What’s more, there was little doubt about the outcome as Monroe rolled to a five-touchdown victory.
And yet, looking across the field from the press box, I couldn’t help but note that the visiting stands were full. I also couldn’t help but think that Walnut Grove deserves a winner, in football that is.
The Warriors have enjoyed success in other sports, namely softball and basketball. But they’ve never been able to find any traction on the gridiron. Now in their 12th full-varsity season, they’ve cycled through four head coaches and had just one winning season and one playoff appearance.

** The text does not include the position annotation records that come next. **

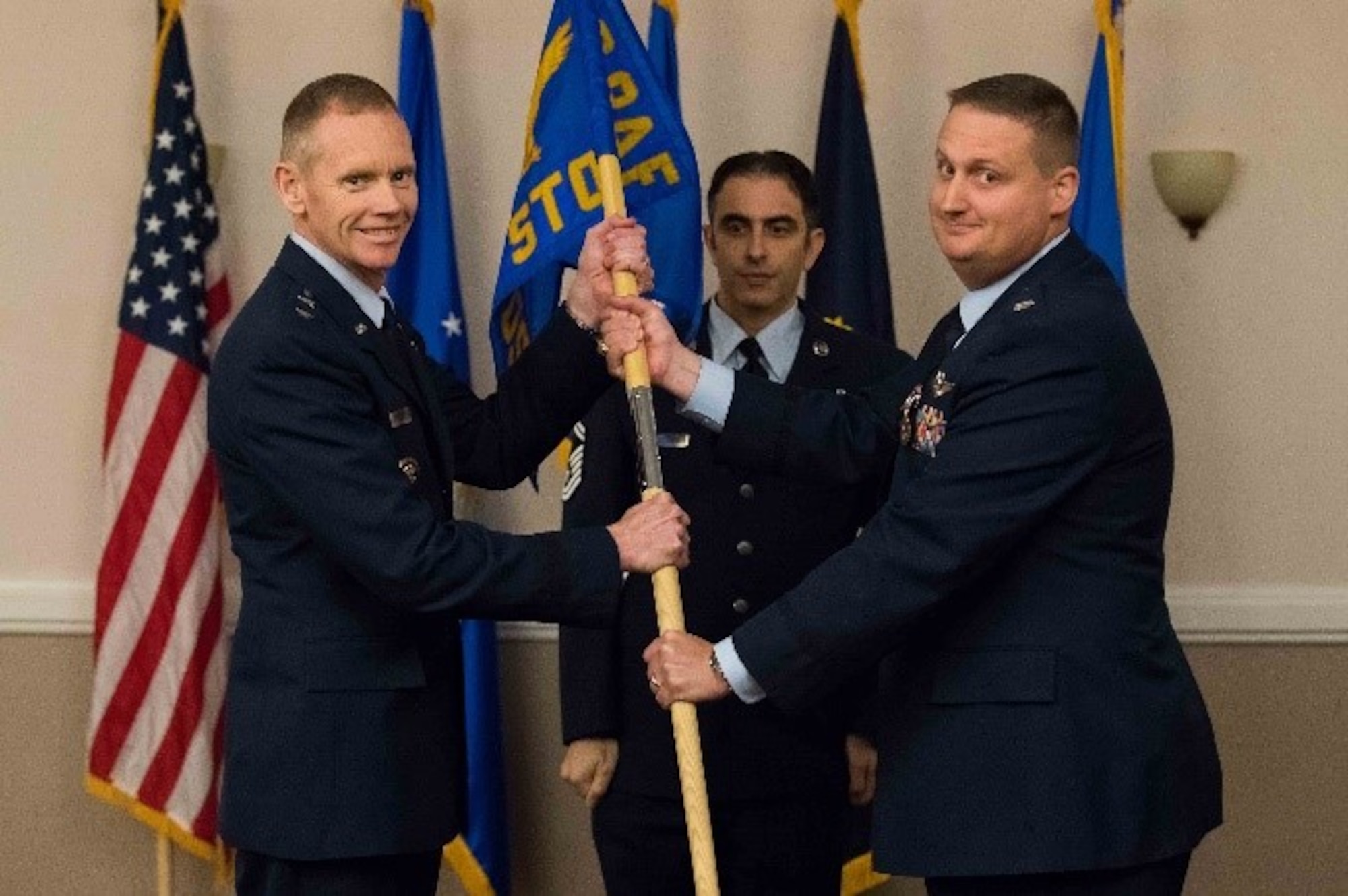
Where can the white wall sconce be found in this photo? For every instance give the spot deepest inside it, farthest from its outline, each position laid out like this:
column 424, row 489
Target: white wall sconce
column 1194, row 184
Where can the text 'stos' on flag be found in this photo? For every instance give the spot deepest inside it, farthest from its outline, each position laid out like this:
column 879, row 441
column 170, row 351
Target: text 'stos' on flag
column 1098, row 214
column 850, row 284
column 595, row 94
column 160, row 651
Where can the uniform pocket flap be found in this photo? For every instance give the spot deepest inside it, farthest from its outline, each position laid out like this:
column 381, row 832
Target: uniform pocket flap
column 1018, row 676
column 362, row 665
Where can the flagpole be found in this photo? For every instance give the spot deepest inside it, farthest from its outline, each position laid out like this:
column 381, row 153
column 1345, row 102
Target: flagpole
column 669, row 603
column 164, row 864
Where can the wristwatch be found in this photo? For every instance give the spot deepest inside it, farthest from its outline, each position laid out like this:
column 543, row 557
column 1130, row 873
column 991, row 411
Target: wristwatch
column 716, row 668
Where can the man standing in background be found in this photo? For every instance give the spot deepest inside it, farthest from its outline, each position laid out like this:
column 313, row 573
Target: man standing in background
column 778, row 786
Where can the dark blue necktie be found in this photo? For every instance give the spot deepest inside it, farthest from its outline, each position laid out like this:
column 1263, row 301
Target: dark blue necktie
column 753, row 354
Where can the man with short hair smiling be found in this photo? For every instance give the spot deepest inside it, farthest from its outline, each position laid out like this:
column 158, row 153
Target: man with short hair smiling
column 1039, row 727
column 338, row 444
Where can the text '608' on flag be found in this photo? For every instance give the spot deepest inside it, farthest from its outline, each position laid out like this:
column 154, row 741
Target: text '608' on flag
column 594, row 94
column 1098, row 214
column 160, row 653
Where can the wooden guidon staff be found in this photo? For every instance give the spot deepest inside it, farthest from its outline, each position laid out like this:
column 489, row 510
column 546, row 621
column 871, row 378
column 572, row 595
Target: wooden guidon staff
column 669, row 604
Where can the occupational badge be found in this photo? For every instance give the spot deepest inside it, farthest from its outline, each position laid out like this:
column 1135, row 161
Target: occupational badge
column 942, row 386
column 929, row 430
column 907, row 414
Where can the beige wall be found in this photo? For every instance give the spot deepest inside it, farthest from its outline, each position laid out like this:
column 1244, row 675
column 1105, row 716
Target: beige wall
column 1241, row 324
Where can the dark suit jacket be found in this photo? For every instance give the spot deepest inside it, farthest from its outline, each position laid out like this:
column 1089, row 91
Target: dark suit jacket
column 754, row 537
column 1036, row 709
column 344, row 709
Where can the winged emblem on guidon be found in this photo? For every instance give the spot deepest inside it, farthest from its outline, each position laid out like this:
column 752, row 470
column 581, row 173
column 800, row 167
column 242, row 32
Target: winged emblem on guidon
column 555, row 55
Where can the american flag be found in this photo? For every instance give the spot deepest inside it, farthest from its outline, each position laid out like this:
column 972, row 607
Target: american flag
column 160, row 647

Judging strictly by attendance, Walnut Grove football clearly doesn’t lack for support. Unfortunately, that doesn’t equate with winning. For years, the Chicago Cubs were dubbed “the lovable losers” because they regularly sold out Wrigley Field despite the team usually finishing at or near the bottom of its division.
At last Friday’s game against Social Circle, green and white-clad fans filled the home bleachers, despite the team’s 0-2 record. Fortunately, they were rewarded with a win, the team’s first of the season.

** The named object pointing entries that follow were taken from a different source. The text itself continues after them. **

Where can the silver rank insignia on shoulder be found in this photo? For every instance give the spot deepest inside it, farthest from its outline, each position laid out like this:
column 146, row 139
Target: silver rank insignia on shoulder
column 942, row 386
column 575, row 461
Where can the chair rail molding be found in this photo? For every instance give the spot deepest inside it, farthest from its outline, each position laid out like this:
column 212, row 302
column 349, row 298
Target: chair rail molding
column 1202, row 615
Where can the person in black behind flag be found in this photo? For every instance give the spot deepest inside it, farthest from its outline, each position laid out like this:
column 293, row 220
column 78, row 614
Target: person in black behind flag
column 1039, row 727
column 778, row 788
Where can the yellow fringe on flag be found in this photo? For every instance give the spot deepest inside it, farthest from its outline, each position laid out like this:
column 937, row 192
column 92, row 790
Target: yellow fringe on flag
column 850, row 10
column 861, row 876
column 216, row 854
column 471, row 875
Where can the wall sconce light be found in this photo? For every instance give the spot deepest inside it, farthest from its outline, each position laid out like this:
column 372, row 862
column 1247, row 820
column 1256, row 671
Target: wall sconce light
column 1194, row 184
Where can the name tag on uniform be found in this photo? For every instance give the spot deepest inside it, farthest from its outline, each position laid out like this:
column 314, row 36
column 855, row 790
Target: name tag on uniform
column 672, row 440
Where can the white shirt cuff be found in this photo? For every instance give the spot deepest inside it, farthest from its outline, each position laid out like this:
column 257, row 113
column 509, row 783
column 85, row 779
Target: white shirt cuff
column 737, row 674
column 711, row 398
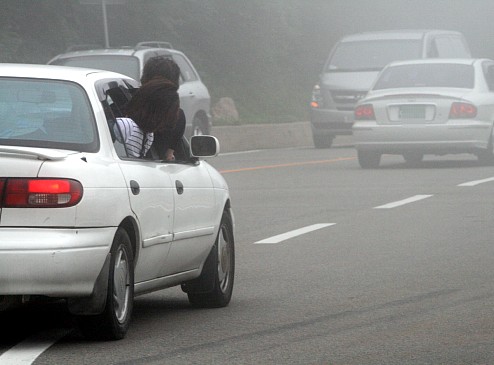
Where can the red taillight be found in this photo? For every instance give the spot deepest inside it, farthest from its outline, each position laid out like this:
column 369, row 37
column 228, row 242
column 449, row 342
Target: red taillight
column 461, row 110
column 364, row 112
column 40, row 193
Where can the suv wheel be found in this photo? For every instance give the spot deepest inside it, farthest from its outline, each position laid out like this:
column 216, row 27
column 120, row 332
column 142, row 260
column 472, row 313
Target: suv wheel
column 322, row 141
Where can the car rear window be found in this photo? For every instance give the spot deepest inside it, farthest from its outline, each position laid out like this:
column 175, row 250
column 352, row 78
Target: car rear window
column 426, row 75
column 372, row 55
column 46, row 114
column 126, row 65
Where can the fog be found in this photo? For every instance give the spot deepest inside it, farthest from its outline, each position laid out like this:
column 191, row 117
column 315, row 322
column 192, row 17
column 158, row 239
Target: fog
column 334, row 19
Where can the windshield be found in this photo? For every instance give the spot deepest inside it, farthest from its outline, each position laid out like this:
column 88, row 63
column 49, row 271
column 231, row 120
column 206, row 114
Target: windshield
column 372, row 55
column 427, row 75
column 46, row 114
column 126, row 65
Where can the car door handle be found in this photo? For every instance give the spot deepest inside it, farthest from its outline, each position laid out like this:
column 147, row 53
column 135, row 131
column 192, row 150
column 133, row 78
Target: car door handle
column 134, row 187
column 179, row 186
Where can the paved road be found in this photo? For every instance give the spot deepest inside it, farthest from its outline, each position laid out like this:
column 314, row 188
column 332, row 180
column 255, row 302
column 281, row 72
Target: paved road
column 335, row 265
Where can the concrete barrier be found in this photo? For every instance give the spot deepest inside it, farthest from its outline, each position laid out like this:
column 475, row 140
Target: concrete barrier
column 265, row 136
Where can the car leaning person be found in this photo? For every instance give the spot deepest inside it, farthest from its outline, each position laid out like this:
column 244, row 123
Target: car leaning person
column 152, row 109
column 160, row 67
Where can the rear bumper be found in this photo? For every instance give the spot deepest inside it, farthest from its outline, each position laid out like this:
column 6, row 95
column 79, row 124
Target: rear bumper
column 470, row 137
column 52, row 262
column 331, row 122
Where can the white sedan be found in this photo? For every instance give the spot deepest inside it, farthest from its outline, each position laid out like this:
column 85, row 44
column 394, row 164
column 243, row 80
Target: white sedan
column 82, row 221
column 437, row 106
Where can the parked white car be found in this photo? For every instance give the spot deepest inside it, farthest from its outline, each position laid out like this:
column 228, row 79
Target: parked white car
column 80, row 220
column 420, row 107
column 194, row 95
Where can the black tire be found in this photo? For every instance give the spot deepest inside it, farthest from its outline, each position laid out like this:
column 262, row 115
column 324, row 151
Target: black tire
column 114, row 322
column 322, row 141
column 214, row 287
column 199, row 127
column 413, row 158
column 368, row 160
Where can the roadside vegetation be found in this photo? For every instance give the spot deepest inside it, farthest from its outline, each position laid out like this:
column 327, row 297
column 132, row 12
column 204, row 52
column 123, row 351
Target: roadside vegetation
column 254, row 51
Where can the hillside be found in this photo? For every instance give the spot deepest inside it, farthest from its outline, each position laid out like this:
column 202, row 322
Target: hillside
column 266, row 55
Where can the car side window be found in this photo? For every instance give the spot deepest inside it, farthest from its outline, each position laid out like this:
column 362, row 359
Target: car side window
column 448, row 46
column 187, row 72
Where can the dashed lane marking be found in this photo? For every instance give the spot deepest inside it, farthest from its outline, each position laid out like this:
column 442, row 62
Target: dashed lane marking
column 403, row 202
column 27, row 351
column 477, row 182
column 297, row 232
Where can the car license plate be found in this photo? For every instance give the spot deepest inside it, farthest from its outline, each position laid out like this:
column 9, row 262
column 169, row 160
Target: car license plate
column 412, row 112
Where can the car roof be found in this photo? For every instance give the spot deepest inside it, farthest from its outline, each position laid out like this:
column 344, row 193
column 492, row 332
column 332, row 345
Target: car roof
column 51, row 72
column 428, row 61
column 126, row 51
column 395, row 34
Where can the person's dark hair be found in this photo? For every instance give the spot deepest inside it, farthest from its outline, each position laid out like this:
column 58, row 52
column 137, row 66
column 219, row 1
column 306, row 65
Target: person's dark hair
column 154, row 107
column 160, row 66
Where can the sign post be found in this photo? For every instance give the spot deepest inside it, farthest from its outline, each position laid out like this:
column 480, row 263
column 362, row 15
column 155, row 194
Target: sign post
column 105, row 21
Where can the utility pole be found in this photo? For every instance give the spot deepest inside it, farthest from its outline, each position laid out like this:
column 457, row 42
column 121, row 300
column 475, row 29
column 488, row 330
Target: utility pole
column 103, row 8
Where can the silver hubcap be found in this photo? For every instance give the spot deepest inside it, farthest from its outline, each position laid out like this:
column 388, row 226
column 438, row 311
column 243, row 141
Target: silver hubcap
column 121, row 285
column 224, row 260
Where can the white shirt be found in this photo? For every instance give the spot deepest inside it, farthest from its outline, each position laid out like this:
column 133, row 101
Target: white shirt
column 133, row 137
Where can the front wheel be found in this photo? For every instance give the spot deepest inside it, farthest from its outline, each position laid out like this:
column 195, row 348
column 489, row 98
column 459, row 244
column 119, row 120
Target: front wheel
column 413, row 158
column 214, row 287
column 114, row 322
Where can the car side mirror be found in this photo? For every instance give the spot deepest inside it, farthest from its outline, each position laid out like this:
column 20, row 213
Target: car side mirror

Walnut Grove has all it needs to build a successful program. They have great facilities, good numbers, solid support. Sitting as I am on the outside looking in, I can’t, and wouldn’t in this space anyway, make a judgment about coaching.

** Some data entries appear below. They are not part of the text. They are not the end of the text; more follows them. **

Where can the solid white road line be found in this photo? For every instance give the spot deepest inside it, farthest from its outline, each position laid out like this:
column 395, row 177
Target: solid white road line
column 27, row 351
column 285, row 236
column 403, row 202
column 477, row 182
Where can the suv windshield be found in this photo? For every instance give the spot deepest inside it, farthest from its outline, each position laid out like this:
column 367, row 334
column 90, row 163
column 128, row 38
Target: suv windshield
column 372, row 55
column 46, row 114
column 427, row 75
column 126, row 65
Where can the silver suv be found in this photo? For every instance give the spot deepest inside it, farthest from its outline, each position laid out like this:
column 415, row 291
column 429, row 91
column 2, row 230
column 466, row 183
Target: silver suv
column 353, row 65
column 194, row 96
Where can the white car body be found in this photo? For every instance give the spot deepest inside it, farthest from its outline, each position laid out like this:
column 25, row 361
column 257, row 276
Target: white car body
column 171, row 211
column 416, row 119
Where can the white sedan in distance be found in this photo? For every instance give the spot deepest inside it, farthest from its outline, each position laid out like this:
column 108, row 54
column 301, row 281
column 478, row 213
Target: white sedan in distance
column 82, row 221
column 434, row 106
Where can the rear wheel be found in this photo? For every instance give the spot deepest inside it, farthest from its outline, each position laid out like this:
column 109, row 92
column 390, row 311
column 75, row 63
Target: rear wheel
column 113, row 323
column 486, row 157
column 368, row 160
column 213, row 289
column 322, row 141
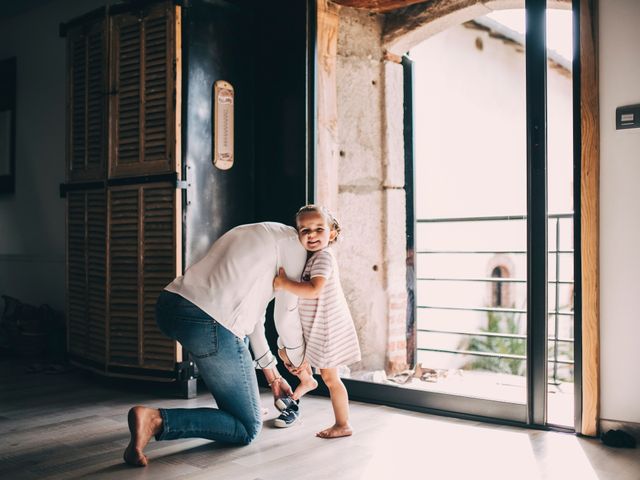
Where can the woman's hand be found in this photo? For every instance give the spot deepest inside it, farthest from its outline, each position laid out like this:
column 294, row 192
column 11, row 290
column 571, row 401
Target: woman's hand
column 280, row 281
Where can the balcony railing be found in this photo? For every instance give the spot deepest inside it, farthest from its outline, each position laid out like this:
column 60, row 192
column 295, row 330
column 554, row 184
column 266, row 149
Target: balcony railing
column 554, row 339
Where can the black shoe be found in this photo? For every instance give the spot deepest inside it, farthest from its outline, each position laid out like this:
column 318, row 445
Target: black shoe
column 283, row 403
column 288, row 417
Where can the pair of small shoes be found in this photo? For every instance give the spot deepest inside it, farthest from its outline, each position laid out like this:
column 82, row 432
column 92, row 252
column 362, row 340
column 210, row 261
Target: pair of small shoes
column 289, row 416
column 284, row 403
column 618, row 438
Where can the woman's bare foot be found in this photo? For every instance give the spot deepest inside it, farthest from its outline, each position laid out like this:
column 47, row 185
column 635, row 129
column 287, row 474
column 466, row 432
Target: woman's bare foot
column 144, row 423
column 305, row 386
column 336, row 431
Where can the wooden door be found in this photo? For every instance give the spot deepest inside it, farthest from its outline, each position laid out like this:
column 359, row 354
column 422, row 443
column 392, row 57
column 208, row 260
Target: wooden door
column 87, row 275
column 87, row 101
column 143, row 100
column 144, row 256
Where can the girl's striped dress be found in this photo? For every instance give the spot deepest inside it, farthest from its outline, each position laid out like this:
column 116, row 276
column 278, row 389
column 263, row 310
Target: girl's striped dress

Of the quartet of head guys to guide the program, all seemed to be hard-working, well-meaning men who did, or are doing, all they can to turn things around.
So what’s the solution?
Call it what you will — a catch-22 or stuck between a rock and a hard place — but Walnut Grove is in a tough spot. They need more and better athletes to be a consistent winner. But in today’s climate, you need to win to attract and keep more and better athletes.
Over the years, I’ve seen several potential star players bail on the Warriors program for what they perceived to be greener pastures (i.e., winning programs). Had they stayed put, not only would they have likely helped they Warriors win a few more, but they would have sent a message that this is a program worth investing in.
Instead, by leaving, they sent exactly the opposite message.
But retention isn’t the only answer. Recruiting from within would be a boost. Judging just from the wrestling and basketball teams, there are some outstanding athletes roaming the halls. Many just choose to forego football.
Kudos to the young men who pour their hearts into the program and keep battling despite getting knocked down. They are true Warriors. They need and deserve some support, and not just from the bleachers on Friday nights.